A/N: There is fanart to go with this chapter! You can see it by visiting my tumblr blog at mal-likes-biscuits. Also, the playlist for this chapter is "Sound of Silence" by Disturbed. Thanks all who have been reading and along for the ride. It's been a fun one so far.
Chapter Three: Light and Dark
Malthael stumbled from the monastery into the streets. Townsfolk shouted as he pushed through the crowd, gait unsteady, his vision impaired by the fracturing in his mind. The blades grew heavier as he ran, though whether from fatigue or spiritual influence he did not know. He wanted to escape, but the exit he sought was not a physical one.
Time blurred into stuttering frames. He was at Salvos' gate; then, on the worn road outside; finally, he fell against a gnarled tree in a towering forest. His throat and lungs ached from running.
"We were naïve before. As are you, now."
"We?" Malthael gasped, breathless. "We are nothing alike."

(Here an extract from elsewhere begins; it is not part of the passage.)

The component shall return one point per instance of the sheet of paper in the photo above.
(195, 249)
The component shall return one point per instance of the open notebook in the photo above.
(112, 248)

"To truly understand the Light, you must embrace the dark. We are the same, you and I. Accept it, and the inevitability of what is to come."
A shadow passed over the forest. He searched for the source but saw nothing. It was too early in the evening for such ebony blackness. He pondered the spirit's words, tried to fit them into what he had read and intrinsically understood about the divine. It made little sense.
"If you are of the Light," he said, as the shadow crossed again, "then you could never touch the Hells. That is what separates angels and demons. Their nature is distinct and pure. What you are, spirit, is corrupted."
"I am death, which is the end of things regardless of their composition. I have brought enlightenment to all beings."
"No. You have not. All beings struggle against you. As they did in Westmarch. And as I do here, now. I see your sickness for what it is."
Dark tar seeped from the ground, rose upward, and coalesced into a fallen angel. It unfolded its wings, which were broken shards of spirit-bones. It stepped methodically towards him, raising its blades.
"The blood on your hands is equal to my own."
"Then I will atone. Will you?"
"Enough. I have spoken more this day than I have in a millennium. This will end, and I will regain what is rightfully mine."
Malthael stood, still clutching the wrapped bundle in his arms. He thought of those who had been kind to him, regardless of the immense darkness his soul contained. Of Talm's words, naïve, yet now a fundamental part of his being. Wise words, though perhaps inaccurate in the past; he would make them true going forward.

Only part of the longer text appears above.